What does it take for global insured losses to crack the $100 billion mark? In the first half of 2025, it took a whirlwind of disasters, severe convective storms, and a whole lot of chaos. The numbers tell the story: a staggering $100 billion in insured catastrophe losses. But hey, it’s not just a one-off. This marks the sixth consecutive year that insured losses have surpassed the $100 billion ceiling.
The U.S. alone accounted for over 90% of that. Yep, you heard it right—around $92 billion. Talk about a disaster zone.
The U.S. took the lion’s share, racking up a jaw-dropping $92 billion in insured losses.
By the end of September, the estimates showed that global insured losses hit around $105 billion, dipping slightly from the previous year’s record of $141-147 billion. But don’t let that lull you into a false sense of security. The economic damage? A whopping $126 billion in the U.S. alone during the first half, shattering records from as far back as 1994.
Global economic losses reached $214 billion, still below the 10-year average. And here’s the kicker: the global insurance protection gap hit a record low of 38%. In layman’s terms, that’s just a fancy way of saying people aren’t covered enough.

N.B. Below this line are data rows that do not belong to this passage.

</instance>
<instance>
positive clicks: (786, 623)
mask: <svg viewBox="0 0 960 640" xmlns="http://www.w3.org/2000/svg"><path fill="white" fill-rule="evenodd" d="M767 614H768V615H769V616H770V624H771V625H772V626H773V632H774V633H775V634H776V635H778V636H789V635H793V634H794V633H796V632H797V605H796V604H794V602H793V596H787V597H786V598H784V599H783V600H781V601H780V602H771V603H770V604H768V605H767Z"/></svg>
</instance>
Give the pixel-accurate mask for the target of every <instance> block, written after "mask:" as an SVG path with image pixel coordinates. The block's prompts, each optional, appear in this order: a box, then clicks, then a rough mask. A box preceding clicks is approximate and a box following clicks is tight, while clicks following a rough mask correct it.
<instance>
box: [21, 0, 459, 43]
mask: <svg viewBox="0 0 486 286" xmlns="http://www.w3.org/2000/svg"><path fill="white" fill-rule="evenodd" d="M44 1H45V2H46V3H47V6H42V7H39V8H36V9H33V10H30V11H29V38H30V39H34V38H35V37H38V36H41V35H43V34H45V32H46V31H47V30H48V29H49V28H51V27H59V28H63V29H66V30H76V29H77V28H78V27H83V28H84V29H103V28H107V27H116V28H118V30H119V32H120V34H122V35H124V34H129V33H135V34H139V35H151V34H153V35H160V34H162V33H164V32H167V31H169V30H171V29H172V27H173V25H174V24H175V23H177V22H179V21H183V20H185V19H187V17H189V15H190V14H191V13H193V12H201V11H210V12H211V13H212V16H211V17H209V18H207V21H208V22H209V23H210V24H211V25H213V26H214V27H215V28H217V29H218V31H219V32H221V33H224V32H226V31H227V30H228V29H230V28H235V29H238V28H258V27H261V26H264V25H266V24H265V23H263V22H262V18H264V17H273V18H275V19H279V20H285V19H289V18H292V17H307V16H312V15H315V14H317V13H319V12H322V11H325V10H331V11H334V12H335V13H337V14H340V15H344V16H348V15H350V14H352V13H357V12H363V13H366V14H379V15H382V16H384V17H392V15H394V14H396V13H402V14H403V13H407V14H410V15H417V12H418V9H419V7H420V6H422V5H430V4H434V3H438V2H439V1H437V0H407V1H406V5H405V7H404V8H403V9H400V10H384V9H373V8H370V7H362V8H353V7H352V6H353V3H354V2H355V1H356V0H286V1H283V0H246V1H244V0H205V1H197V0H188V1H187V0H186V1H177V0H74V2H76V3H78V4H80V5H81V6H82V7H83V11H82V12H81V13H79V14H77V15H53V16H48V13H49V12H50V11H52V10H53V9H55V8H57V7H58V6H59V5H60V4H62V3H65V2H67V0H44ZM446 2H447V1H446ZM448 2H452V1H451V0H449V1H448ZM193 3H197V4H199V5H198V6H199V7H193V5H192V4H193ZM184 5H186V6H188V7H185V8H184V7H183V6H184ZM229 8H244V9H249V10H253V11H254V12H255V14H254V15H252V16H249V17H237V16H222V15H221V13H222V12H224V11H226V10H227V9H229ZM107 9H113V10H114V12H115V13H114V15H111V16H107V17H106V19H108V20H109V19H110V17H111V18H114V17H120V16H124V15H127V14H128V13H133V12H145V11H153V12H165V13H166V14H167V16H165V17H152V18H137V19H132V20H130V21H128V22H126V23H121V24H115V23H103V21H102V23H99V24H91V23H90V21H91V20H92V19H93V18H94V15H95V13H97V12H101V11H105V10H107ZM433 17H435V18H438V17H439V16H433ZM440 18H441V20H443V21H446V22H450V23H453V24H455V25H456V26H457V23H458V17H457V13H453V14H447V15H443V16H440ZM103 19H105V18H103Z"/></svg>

The U.S. severe convective storms alone racked up $44 billion in insured losses in the first half—third-highest in history. March storms? They caused $7 billion in losses. But it’s not just storms; 24 global events caused over $1 billion in economic losses. Crazy, right? The majority of those billion-dollar events happened right in the U.S.
Interestingly, the U.S. concentration of losses led to the lowest global insurance protection gap on record. The increasing trend of insured losses emphasizes the urgency for insurers to adapt to this new reality.
Now, let’s talk regional disparities. The U.S. shows high insurance penetration, which means less of a protection gap. But in Europe, natural disaster losses only hit $11 billion, and about half of that was insured. So, while Americans are scrambling for coverage, Europeans are still figuring out their disaster insurance strategy.
And what does this all mean? If $100 billion disasters become the norm, are they even insurable anymore? Insurers are raising premiums or withdrawing coverage in several states like California and Florida. It’s a mess, and one can’t help but wonder if a world with consistent $100 billion disasters is a world that can be insured. Underwriting assesses risk based on factors like location and historical disaster patterns, but when catastrophic losses become routine, the traditional insurance model may no longer be viable.
Every major peril has seen $10 billion+ events. The trend is scary, and the stakes are high. The future of insurability looks bleak, and that’s putting it mildly.